Synthetic Viral Genomics: Risks and Benefits for Science and Society Ralph S. Baric University of North Carolina at Chapel Hill
A second solution to large genome instability was developed using coronaviruses as models. Seven contiguous cDNA clones that spanned the 31.5 kilobase (kb) coronavirus
genome (e.g., mouse hepatitis virus [MHV] or SARS-CoV) were amplified, isolated and
ligated into standard polymerase chain reaction (PCR) cloning vectors (PCR is one
technique used to amplify sequences that are rare and/or not available in large quantities,
to provide enough material for subsequent experiments). The ends of the cDNAs were
engineered with unique junctions, generated by class IIS restriction endonucleases like
BglI or Esp3I. These enzymes leave asymmetric ends, which are designed to seamlessly
reproduce the exact virus sequence, allow directional assembly of adjacent cDNA
subclones, and direct the production of an intact full length cDNA construct of ~31.5 Kb
in length. With enzymes like Esp3I, interconnecting restriction site junctions can be
located at the ends of each cDNA and systematically removed during the assembly of the
complete full-length cDNA product (Figure 4a). The availability of a contiguous set of
DNAs containing unique interconnecting junctions provides for the systematic assembly
of large DNA molecules greater than 1,000,000 base pairs by in vitro ligation (85). In the
case of coronaviruses (Figure 4b), full length cDNAs are assembled that contain a T7
transcription site at the 5’ end of the genome. RNA transcripts driven from the full
length cDNA were infectious upon delivery into susceptible cells (85, 87). Alternatively,
coronavirus genomes can be stably cloned into BAC vectors. T7 or eukaryotic
promoters encoded upstream of the viral sequences allow for the synthesis of full length
RNA genome sequences, which are infectious upon introduction into cells (1). Seamless assembly (also called No See’m Sites (85)) cascades have been used to
assemble full length cDNAs of the coronaviruses mouse hepatitis virus, transmissible
gastroenteritis virus, infectious bronchitis virus and the SARS-CoV (85,86,87). Because
certain type IIS restriction endonucleases (e.g., Esp3I, AarI, Sap1) recognize asymmetric
binding sites and leave asymmetric ends, these enzymes can be used to create the unique
interconnecting junctions, which can be subsequently removed from the final assembly
product allowing for the seamless reconstruction of an exact sequence (Figure 4b). This
approach avoids the introduction of nucleotide changes that are normally associated with
building a full-length cDNA product of a viral genome. These non-palindrome restriction sites will also provide other novel recombinant DNA applications. For example, by PCR it will be possible to insert Esp3I or a related non-palindromic restriction site at any given
nucleotide in a viral genome and use the variable domain for simple and rapid site-
specific mutagenesis. By orientating the restriction sites as “No See’m”, the sites are
removed during reassembly, leaving only the desired mutation in the final DNA product.

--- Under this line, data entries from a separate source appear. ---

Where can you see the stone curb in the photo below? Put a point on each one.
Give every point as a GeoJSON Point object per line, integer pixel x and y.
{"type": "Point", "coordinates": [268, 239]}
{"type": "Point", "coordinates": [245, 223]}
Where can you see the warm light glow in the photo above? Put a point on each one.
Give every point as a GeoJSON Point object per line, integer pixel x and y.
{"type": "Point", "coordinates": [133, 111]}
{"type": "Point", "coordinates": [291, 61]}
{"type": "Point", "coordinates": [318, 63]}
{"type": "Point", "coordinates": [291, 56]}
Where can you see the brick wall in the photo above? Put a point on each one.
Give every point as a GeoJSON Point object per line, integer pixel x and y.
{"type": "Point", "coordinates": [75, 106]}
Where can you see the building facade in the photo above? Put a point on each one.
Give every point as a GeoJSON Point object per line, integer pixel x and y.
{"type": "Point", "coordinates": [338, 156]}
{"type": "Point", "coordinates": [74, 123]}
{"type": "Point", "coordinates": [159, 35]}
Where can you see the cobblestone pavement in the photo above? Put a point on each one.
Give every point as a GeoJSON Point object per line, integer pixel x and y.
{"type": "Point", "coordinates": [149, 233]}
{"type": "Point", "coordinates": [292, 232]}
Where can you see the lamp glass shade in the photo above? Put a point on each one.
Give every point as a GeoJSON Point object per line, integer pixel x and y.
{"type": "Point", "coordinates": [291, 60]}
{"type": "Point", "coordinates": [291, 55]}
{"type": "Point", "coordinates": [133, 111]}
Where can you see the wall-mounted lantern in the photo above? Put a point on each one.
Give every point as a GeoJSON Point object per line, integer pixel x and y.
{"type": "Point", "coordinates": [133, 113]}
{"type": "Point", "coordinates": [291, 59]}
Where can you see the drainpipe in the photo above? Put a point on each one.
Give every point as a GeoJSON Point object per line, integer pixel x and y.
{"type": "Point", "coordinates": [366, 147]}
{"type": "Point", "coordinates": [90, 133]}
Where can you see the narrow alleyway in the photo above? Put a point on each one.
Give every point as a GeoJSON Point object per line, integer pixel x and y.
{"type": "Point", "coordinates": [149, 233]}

The dual properties of strand specificity and a variable end overhang that can be tailored
to match any sequence allow for Esp3I sites to be engineered as “universal connectors”
that can be joined with any other four nucleotide restriction site overhangs (e.g. EcoRI,
PstX1, BamH1). Alternatively, “No See’m” sites can be used to insert foreign genes into
viral, eukaryotic, or microbial genome or vector, simultaneously removing all evidence of
the restriction sites that were used in the recombinant DNA manipulation. …………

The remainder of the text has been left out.